In Brussels, EU Economic and Monetary Affairs Commissioner Olli Rehn said discussions on the financial aid package for Greece should conclude in the next few days.
"I cannot provide you with details today, as we are about to conclude talks," Mr Rehn said.
"But I can assure you that when we meet next time, and that will be soon, I will give you all the details."
Trade union leaders in Greece were briefed on the extra austerity measures the EU and IMF will demand as a condition for meeting Greece's borrowing requirements for the next three years at moderate interest rates.
"I got a taste of a very tough package," Yannis Panagopoulos, head of Greece's biggest union, said after a meeting with Prime Minister George Papandreou.
The package is now expected to total around €120bn. If agreed, euro countries would borrow some of this and lend it on to Greece, with the rest supplied by the IMF. Depending on the size of the IMF loans, Ireland's share could be €1bn.
In theory, there should be no cost to the taxpayer, since loans would be passed to Greece at the same interest rate, if not higher. In practice, there may be little or no point in small countries with large deficits taking part in the scheme, although each state has to approve it.
The interest rate on Greek 10-year government bonds fell for the first time in four days, with the premium over German rates plunging one percentage point to 5.93pc.
There were even more dramatic changes on two-year bonds, where most of the panic about default has concentrated.
The yield on Greek bonds dropped 3.6 percentage points, while Irish yields were down 0.69 points and Portugal's dropped 0.61 points.

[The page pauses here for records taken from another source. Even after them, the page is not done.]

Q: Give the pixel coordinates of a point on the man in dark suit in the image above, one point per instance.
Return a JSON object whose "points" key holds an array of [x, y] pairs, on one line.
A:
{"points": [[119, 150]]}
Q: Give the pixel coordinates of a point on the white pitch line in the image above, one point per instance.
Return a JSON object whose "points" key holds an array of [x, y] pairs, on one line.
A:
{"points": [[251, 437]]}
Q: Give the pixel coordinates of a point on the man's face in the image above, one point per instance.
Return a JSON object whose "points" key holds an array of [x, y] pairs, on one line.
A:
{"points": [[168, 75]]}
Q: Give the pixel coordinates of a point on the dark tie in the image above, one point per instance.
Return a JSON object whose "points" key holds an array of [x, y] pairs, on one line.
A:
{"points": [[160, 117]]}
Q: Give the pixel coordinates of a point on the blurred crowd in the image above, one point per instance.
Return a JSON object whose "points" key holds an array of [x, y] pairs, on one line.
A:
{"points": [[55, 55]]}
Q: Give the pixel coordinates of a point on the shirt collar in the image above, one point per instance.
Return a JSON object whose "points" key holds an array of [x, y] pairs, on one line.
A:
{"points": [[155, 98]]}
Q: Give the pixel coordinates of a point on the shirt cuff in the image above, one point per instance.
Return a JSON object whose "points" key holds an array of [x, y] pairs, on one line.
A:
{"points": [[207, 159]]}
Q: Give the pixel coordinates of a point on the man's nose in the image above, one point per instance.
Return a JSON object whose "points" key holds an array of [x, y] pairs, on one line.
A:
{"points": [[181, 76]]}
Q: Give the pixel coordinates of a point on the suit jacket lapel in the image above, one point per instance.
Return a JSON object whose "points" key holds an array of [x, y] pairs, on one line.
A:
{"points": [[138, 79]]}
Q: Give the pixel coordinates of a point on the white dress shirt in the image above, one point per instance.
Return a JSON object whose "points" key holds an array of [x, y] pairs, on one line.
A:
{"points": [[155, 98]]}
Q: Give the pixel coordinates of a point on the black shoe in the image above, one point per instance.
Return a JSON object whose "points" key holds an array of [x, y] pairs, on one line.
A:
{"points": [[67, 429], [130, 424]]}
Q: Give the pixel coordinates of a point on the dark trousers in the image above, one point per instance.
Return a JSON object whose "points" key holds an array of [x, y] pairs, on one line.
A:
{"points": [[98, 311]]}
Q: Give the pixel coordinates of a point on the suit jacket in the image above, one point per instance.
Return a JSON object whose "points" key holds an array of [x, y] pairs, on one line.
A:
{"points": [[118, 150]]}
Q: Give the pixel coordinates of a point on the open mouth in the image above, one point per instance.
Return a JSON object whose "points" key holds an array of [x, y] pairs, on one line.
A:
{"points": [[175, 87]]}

However, few analysts believe the crisis is over, and several think it could take on a global dimension.
Harvard University economist Martin Feldstein said Greece would eventually default on its bonds and other euro-area nations may follow, most probably Portugal.

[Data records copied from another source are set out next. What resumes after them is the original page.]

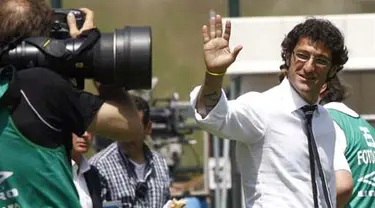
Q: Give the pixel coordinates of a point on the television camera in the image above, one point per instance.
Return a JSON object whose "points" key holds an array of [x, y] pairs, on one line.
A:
{"points": [[172, 120], [122, 58]]}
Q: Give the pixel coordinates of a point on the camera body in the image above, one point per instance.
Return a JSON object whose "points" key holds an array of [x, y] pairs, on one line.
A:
{"points": [[59, 25], [122, 58]]}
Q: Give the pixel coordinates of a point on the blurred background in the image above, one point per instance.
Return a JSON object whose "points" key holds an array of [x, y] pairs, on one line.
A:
{"points": [[178, 66]]}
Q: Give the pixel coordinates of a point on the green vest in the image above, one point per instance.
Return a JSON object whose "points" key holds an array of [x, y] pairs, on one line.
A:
{"points": [[360, 154], [32, 175]]}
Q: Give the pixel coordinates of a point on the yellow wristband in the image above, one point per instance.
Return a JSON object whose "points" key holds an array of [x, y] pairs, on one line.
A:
{"points": [[215, 74]]}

"Greece is going to default despite all the talk, despite the liquidity package," Prof Feldstein, said in an interview on Bloomberg Radio.

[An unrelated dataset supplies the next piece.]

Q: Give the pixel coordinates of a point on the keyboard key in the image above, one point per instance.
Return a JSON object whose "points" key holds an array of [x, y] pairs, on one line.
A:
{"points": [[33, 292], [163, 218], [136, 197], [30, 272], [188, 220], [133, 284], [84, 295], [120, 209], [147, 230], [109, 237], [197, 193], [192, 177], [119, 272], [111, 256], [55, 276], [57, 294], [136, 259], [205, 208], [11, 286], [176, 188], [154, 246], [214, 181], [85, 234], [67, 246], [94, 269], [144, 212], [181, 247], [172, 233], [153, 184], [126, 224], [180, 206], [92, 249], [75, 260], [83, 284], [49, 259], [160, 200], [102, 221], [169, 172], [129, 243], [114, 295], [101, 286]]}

"Those are enormous cuts, impossible for Greece to live with." He has always claimed the euro would prove an "economic liability".
Nouriel Roubini, the New York University professor who forecast the global crash more than a year before it began, said sovereign debt problems from the US to Japan, Britain and Greece would lead to higher inflation or government defaults.
"The 'bond vigilantes' are walking out on Greece, Spain, Portugal, the UK and Iceland," Prof Roubini said.
"Unfortunately in the US, the bond-market vigilantes are not walking out."